Felix Mendelssohn Bartholdy (1810 bis 1848) war von einem Festival im britischen Birmingham mit der „Elias“-Komposition beauftragt worden, mit deren Plan er schon viele Jahre umgegangen war. Dort durfte das Oratorium zwei Jahre vor seinem Tod als einen seiner größten Triumphe feiern lassen. Zuvor allerdings hatte es Streit zwischen ihm und seinem „Paulus“-Librettisten Julius Schubring, einem evangelischen Pfarrer gegeben, der mehr christliche Bezüge in dem jüdisch-alttestamentarischen Stoff um den Propheten Elias und seinen Kampf gegen den Baalskult unterbringen wollte, was dem sonst so produktiven Mendelssohn die Arbeit an dem Oratorium zeitweise fast verleidete. Aber er, der getaufte Jude, setzte sich am Ende durch und fühlte sich hörbar wohl in der hochdramatischen Elias-Geschichte seiner Ursprungsreligion.

Dürren und Hungersnöte gab es auch zu jenen biblischen Zeiten immer wieder. Unter dem König Ahab und seiner kanaanitischen Frau Isabel aber beginnt sich das Volk Israel von Jahwe abzuwenden und regionalen Vielgöttereien, vor allem dem Baalskult anzuhangen. Der wunderreiche Kampf des Elias um den rechten Glauben endet mit seinem Sieg, dem Ende der Not, aber auch mit der heute höchst befremdlich erscheinenden Abschlachtung der Baals-Anhänger.
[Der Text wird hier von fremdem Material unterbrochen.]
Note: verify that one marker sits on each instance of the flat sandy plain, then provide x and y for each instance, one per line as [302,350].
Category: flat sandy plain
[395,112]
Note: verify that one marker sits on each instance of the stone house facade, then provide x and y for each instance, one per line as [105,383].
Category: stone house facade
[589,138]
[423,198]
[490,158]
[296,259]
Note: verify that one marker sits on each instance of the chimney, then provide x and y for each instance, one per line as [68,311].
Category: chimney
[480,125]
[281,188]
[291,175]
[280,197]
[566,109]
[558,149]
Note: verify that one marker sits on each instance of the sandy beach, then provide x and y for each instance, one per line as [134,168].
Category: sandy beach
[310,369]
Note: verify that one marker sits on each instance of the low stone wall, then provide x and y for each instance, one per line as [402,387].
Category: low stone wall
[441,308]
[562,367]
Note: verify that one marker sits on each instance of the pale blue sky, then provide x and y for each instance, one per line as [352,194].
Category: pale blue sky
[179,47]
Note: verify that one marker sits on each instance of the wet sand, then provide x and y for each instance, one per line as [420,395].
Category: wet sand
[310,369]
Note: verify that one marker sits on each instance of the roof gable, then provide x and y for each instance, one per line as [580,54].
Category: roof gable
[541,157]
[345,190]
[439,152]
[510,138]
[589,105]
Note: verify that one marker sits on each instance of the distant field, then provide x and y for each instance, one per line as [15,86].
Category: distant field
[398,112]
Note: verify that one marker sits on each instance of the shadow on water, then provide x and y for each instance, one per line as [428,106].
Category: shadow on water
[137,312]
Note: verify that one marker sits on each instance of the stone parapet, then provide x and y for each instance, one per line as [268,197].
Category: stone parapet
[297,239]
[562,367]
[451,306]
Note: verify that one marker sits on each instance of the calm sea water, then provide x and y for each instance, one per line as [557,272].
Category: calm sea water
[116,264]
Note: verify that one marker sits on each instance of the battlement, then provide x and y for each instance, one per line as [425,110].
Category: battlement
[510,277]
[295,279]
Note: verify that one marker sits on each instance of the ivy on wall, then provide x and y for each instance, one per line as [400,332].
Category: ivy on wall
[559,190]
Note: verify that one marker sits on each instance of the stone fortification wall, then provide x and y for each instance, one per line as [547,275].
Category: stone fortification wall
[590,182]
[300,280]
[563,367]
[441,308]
Bei allen Bezügen zu großen Vorbildern wie Bach oder Händel hat Mendelssohn mit dem „Elias“ ein ganz anderes, ganz eigenes Oratorium geschaffen, in dem es keine betrachtenden Arien oder Choräle, sondern nur Handlung gibt, Rollen und Taten, eingerahmt in große Chöre, aber auch in jene sogenannten Turbae, Volkschöre, die etwa Bachs „Johannespassion“ prägen und worin das Volk und seine Menschenmassen Teil der Handlung werden, die praktisch pausenlos vorangetrieben wird. Es gab aber wegen der Gesamtlänge von zweieinhalb, fast drei Stunden eine viertelstündige Pause nach dem ersten der beiden Teile.
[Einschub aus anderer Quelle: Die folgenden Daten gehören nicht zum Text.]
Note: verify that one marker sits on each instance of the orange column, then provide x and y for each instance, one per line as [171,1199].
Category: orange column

Jan Stoertzenbach passte seine Interpretation mit sehr exaktem Dirigierstil vom ersten Introitus an, dem geheimnisvoll gestalteten Fluch des Elias und der Ouvertüre den dramatischen Gegebenheiten an: ganz sprachbetont und deklamatorisch sang der Chor von leisem Flüstern bis zu mächtigen Fortissimi. Auch das Orchester wusste filigran zu begleiten, konnte die Klänge aber auch mit kantiger Kontur und Wucht modellieren. Die für Mendelssohn sonst so typische elegant sanfte Sanglichkeit kam eher selten zum Einsatz – vielleicht am ehesten noch in den wundersamen Sätzen „Denn er hat seinen Engeln befohlen“ oder dem ätherischen Terzett „Hebe Deine Augen auf“ der solistischen Frauenstimmen oder der vom Lettner aus gesungenen Knabenpartie (Kathrin Erhardt).
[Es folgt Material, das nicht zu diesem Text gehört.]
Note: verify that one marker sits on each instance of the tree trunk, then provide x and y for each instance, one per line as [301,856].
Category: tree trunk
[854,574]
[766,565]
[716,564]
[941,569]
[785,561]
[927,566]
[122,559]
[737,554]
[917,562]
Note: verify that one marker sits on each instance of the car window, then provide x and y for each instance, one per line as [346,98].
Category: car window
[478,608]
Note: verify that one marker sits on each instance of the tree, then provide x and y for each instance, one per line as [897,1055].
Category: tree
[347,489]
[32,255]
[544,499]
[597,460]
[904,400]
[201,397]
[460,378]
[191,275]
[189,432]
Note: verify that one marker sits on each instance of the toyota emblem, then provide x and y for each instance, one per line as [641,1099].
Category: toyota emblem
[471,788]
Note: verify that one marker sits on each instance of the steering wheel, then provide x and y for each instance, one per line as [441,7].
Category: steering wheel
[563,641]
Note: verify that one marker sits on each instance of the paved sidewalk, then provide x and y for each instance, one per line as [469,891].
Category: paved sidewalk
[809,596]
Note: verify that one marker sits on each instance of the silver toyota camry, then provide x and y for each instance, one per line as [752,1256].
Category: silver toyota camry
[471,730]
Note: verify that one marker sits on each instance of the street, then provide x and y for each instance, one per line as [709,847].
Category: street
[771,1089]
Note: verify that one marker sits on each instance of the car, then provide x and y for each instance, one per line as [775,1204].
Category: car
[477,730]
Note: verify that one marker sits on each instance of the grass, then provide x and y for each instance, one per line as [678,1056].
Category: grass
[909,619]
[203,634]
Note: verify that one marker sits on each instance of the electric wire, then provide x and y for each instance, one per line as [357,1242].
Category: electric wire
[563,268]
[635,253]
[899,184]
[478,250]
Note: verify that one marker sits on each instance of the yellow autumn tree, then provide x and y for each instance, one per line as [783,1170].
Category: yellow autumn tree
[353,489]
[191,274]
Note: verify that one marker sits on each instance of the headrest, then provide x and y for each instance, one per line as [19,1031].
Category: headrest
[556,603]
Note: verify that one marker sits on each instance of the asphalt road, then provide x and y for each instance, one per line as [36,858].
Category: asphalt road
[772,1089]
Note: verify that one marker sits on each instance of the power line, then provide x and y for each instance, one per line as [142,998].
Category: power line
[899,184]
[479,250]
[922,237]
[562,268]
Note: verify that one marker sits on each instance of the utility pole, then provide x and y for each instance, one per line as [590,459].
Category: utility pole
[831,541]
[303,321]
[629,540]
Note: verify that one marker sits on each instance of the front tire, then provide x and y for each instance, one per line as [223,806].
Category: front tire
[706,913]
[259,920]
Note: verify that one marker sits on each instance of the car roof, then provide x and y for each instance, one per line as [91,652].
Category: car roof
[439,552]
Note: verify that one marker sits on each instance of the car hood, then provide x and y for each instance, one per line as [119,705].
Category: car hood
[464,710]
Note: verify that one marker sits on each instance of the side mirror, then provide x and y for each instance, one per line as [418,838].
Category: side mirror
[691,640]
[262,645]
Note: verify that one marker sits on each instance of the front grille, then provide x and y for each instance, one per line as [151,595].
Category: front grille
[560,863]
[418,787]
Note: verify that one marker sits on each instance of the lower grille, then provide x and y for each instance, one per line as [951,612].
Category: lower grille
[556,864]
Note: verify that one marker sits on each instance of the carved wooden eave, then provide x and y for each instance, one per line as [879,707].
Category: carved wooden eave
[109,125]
Das galt auch für die Vokalsolisten, die ihre kraftraubenden Parts ausnahmslos exzellent bewältigten. Saskia Saegeler führte ihren Sopran oft hochdramatisch mit kraftvollen Spitzentönen, konnte aber auch lyrische Passagen zeigen, ähnlich wie die leicht und dicht geführte Tenorstimme von Theodore Brown. Mit seinem hellen Bariton war Uli Bützer ein eher ungewöhnlicher Elias, der seiner Rolle aber durchaus auch Majestät abzugewinnen wusste. Klassisch dunkel gefärbt, aber ganz klar und sprachbetont sang auch Altistin Dalila Djenić ihren makellos dargebotenen Einspringer-Part.

Dem KHG-Chor gingen bis zum mächtigen Schlusschor weder die Stimmkräfte noch die Konzentration aus. Diese Akkuratesse in Chor und Orchester betraf auch die vielen eindringlich durchgehaltenen Generalpausen, mit denen Jan Stoertzenbach der Dramatik zusätzliche Spannungsmomente abzugewinnen wusste.

Am Ende brach schnell ein zum ausdauernden Jubel anschwellender Beifall los. Viele Zuhörer erhoben sich und feierten die Interpreten und besonders den jungen Dirigenten minutenlang.